Diese Clips reichten für einige bereits, das Spiel als Reinfall abzustempeln. Dabei gehen sie von völlig falschen Annahmen aus – zum Beispiel wird Abby wegen ihres Körperbaus als Transfrau bezeichnet, was komplett erfunden ist. Ein Youtuber betitelte sein Video zu den Leaks gar mit «Last of Us 2 Could DAMAGE Gaming For Years». Das Video erreichte innerhalb kurzer Zeit 900’000 Views. Druckmann wird vorgeworfen, mit seinem Spiel eine «progressive politische Agenda» vorwärtstreiben zu wollen.
Virtuelle Bewegung mit realen Gefahren
«Last of Us» ist nicht das einzige Opfer solcher Kontroversen, bei der eine kleine, aber laute Minderheit sich über vermeintliche Zensuren oder «aufgezwungene Diversität» in Videospielen beschwert. Erst vergangenen März wurde das Remake des japanischen Rollenspiel-Klassikers «Final Fantasy 7» kritisiert, weil die Brüste einer Figur verkleinert worden seien. Wurden sie nicht: Sie trägt nur einen bequemeren Sport-BH.
Diese Entwicklungen gehen auf die «Gamergate»-Bewegung von 2014 zurück, die unter dem Deckmantel einer «Kritik der Ethik von Gamejournalismus» seit Jahren gegen jede Veränderung «ihrer» Videospiele kämpft. Dabei wird alles angefeindet, was Videospiele für mehr Leute zugänglich machen würde – sei es eine ausgewogenere Vertretung von verschiedenen Ethnien oder Sexualitäten, oder bereits nur die Möglichkeit, ein Spiel zu vereinfachen, damit auch weniger begabte Spieler und Spielerinnen in den Genuss der Story kommen können. «Political Correctness» ruiniere Videospiele, lautet die Parole. Während Gamergate von Anfang an frauenfeindliche und antifeministische Züge trug, kamen inzwischen rassistische, homo- und transphobe Züge hinzu.

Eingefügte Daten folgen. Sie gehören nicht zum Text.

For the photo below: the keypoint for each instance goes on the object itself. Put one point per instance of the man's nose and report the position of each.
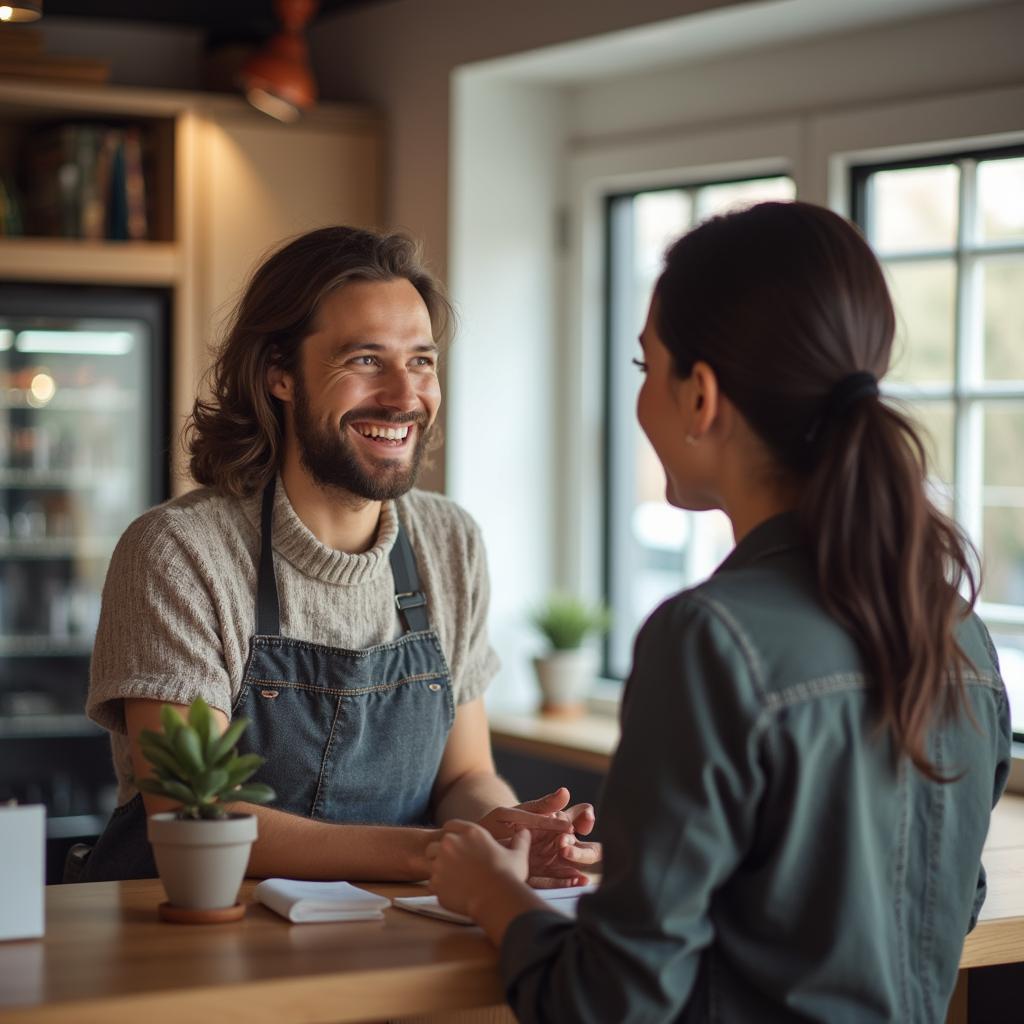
(397, 390)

«might wanna fire neil shitfuckhead…..as he is not the perosn (sic!) you want in charge of anything more valuable than a ziplock bag.»
Mr. Nemo, Oneangrygamer.net
Es ist ein Kulturkrieg, den man leicht als belanglos abstempeln könnte. Wen interessiert es schon, wenn sich eine Handvoll Nerds aufregen? Die virtuelle Bewegung birgt aber reale Gefahren: Koordinierte Onlinebelästigungen bis hin zu Mord- und Bombendrohungen sind für prominente Persönlichkeiten in der Videospielindustrie, die sich für progressive Themen einsetzen, keine Seltenheit. Es ist auch kein Geheimnis, dass die Gamergate-Bewegung dazu genutzt wurde, junge Männer für die Alt-Right zu rekrutieren. Die toxische Stimmung in Videospieldiskussionen schreckt deshalb viele Entwickler davon ab, mit der Game-Community zu interagieren. Denn als Schutzmittel bleiben meistens nur zwei Dinge: Blockieren und Ignorieren. Die Folge ist ein ewig weiterdrehendes Hass-Karussell. Brendan Greene, Schöpfer des beliebten Shooters mit dem unmöglichen Namen «Playerunknown’s Battlegrounds» sagte einst über dieses Thema: «Es ist verrückt, wie ich gehasst werde. Ich muss es einfach ignorieren. (…) Wieso tun die Leute das? Wieso denken sie, dass das ok ist?»
«Akzeptiert es oder kauft es nicht»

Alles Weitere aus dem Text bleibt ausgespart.